Every time you type a website address into your browser, something happens behind the scenes that most people never think about. That something is DNS, and while it’s invisible when working correctly, it has a significant impact on your network’s speed, reliability, and security.
What DNS Is
DNS stands for Domain Name System. It’s a distributed directory that translates human-readable domain names (like jmbelanger.ca) into the IP addresses that computers actually use to communicate (192.0.2.1, for example).
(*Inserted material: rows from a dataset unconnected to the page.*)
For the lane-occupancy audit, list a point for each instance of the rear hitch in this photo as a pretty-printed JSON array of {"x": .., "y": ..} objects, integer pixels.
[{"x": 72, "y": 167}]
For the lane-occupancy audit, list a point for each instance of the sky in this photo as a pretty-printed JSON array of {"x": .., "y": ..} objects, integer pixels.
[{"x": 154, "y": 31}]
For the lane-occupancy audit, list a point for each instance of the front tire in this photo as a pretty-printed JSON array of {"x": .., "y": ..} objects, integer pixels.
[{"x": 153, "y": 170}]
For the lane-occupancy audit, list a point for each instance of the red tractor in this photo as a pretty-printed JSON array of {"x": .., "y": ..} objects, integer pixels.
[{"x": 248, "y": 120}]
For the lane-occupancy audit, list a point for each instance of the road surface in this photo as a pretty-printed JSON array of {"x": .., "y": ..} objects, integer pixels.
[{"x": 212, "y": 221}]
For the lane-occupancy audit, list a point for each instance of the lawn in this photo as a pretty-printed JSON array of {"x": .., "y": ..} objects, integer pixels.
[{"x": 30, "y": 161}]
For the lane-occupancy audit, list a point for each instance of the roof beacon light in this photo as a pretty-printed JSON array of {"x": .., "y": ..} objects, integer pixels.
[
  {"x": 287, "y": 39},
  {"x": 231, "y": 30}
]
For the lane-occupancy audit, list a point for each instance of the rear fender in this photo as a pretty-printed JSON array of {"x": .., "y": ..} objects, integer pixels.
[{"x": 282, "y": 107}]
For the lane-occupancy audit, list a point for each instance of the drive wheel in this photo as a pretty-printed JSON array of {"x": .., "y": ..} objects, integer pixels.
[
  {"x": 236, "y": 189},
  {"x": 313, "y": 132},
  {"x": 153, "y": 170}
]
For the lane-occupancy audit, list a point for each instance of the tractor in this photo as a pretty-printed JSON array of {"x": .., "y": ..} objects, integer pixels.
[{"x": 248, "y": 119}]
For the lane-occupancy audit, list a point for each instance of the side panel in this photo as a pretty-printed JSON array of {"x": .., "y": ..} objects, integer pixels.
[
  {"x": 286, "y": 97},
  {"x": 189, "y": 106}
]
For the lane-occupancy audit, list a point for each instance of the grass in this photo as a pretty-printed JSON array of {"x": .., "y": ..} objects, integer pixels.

Without DNS, you’d need to remember the IP address of every website or service you wanted to reach. DNS does that lookup automatically, billions of times a day, every time anyone connects to anything on the internet.
How a DNS Query Works
When you type an address into your browser:
- Your device asks its configured DNS server: “What is the IP address for this domain?”
- The DNS server either answers from its cache (if it’s looked up this domain recently) or queries other DNS servers further up the hierarchy to find the answer.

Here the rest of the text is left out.